Warner has endured a nightmare series on and off the field following a string of ugly encounters, including a slanging match with South Africa's Quinton de Kock outside the team dressing rooms during the first Test and the shameful sledging of his family during the second Test in Port Elizabeth.

 

The combustible opener a single demerit point away from an ICC ban as it is, but - after being stripped of the vice-captaincy midway through the third Test in the wake of the scandal - it seems inevitable that he too will be asked to step aside for the final match of the series.

There are enormous question marks over the immediate future of Cameron Bancroft, the young opener who carried out the illegal tampering, but he evaded an ICC ban - and was instead fined 100 per cent of his match fee.

Given his actions, it is nigh on impossible to imagine Bancroft escaping sanction from CA.

With potentially three top-order batsmen needing to be replacing, the scenario is an absolute disaster for Australia.

There is only one reserve batsman picked in the Australian squad - Peter Handscomb, who incredibly appeared to play a key role in the tampering drama when it looked like he relayed a message to Bancroft to dispose of the offending makeshift sandpaper.

Peter Handscombe at work in the nets. (AAP Image/Dave Hunt)
Peter Handscombe at work in the nets. (AAP Image/Dave Hunt)

However, Handscomb stands to be the first man called on should changes be made to the Australian batting line-up.

However, Australia will be scrambling to find two spare batsman to get to South Africa in time for Friday's fourth Test - with reports suggesting in-form Queensland duo Matthew Renshaw and Joe Burns and Tasmanian captain George Bailey could be pulled out of the Sheffield Shield final to jet off.

The 28-year-old Burns, who played hasn't played Test cricket since winning his 13th cap in the Hobart trainwreck against South Africa, was favoured to win a spot on the South African after a strong start to the Shield season - before disaster struck and the versatile batsman suffered a groin injury at an inopportune time.

Renshaw has been in dynamic form, smashing three consecutive centuries against Victoria, South Australia and Western Australia as Queensland surged into the Shield final.

Queensland player Joe Burns could be called up for the fourth Test.
Queensland player Joe Burns could be called up for the fourth Test.

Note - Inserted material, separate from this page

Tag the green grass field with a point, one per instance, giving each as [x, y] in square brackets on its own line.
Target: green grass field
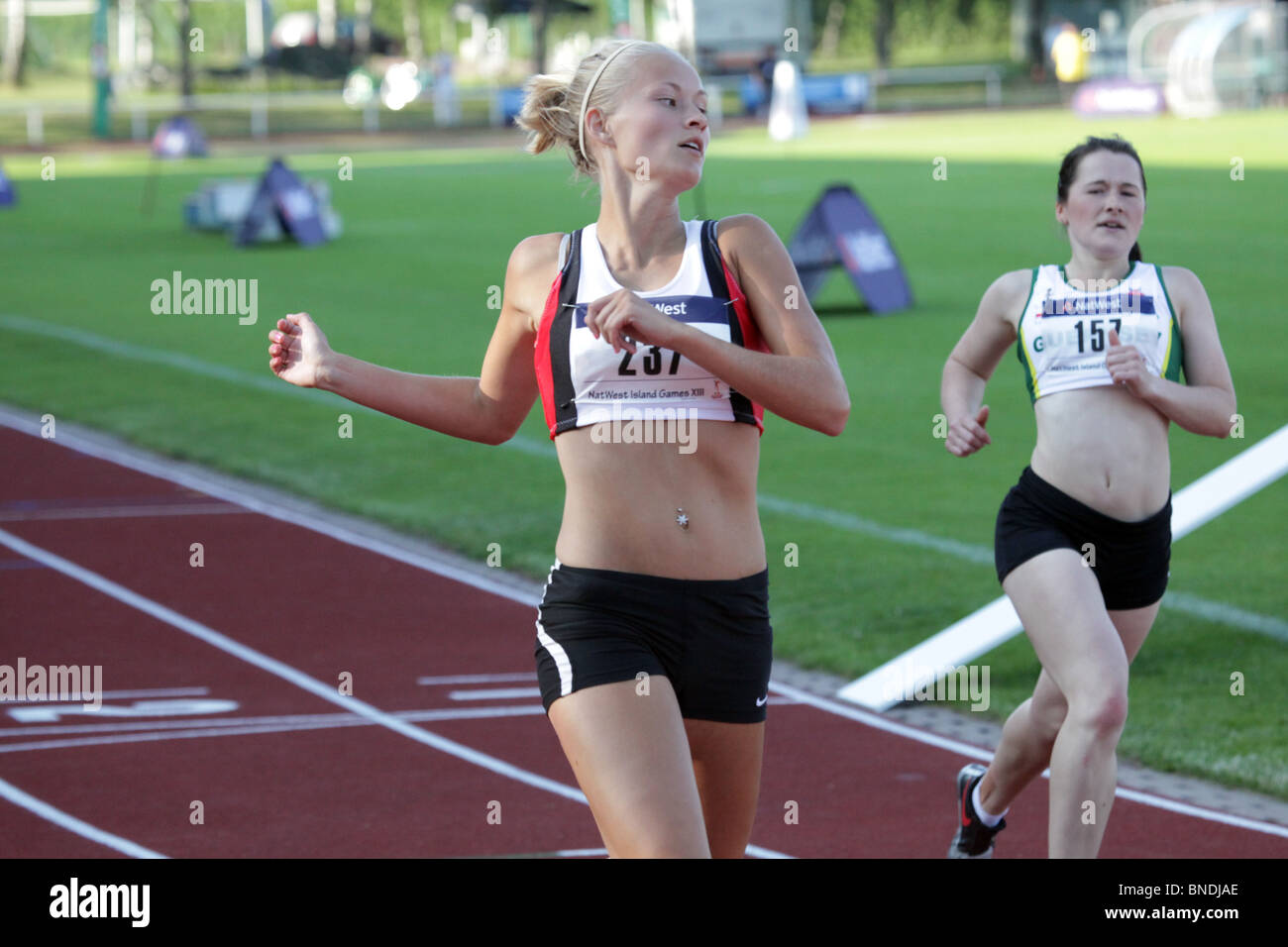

Former Test batsman and Twenty20 captain Bailey is another who has reportedly been considered for a call-up - but the Tasmania star, too, is taking part in the Shield final.

However, replacing two openers with one will force a considerable reshuffle to the batting order.

Middle-order batsman Shaun Marsh has opened previously, and would be an obvious choice to partner Renshaw should both Bancroft and Warner be banned.

Usman Khawaja is out of form, but would certainly hold his spot at first drop in the current climate.

Burns could, feasibly, slot into Smith's spot at No.4 - leaving Handscomb to bat at No.5, and Mitchell Marsh holding his spot at No.6

The prevailing feeling is that Australia's bowling group will be untouched, with Hazlewood and Starc reportedly unaware of the plan hatched to conjure more reverse swing.

However there is adequate cover already on tour should that situation change.

Victorian spinner Jon Holland travelled to South Africa as cover for Lyon, but wasn't expected to play unless the offspinner suffered an injury - and would be well placed to step in should Lyon face any sanctions.

Likewise, South Australian seamer Chadd Sayers and young Western Australian quick Jhye Richardson would be in line for Test debuts should anything happen to Starc, Hazlewood or fellow paceman Pat Cummins.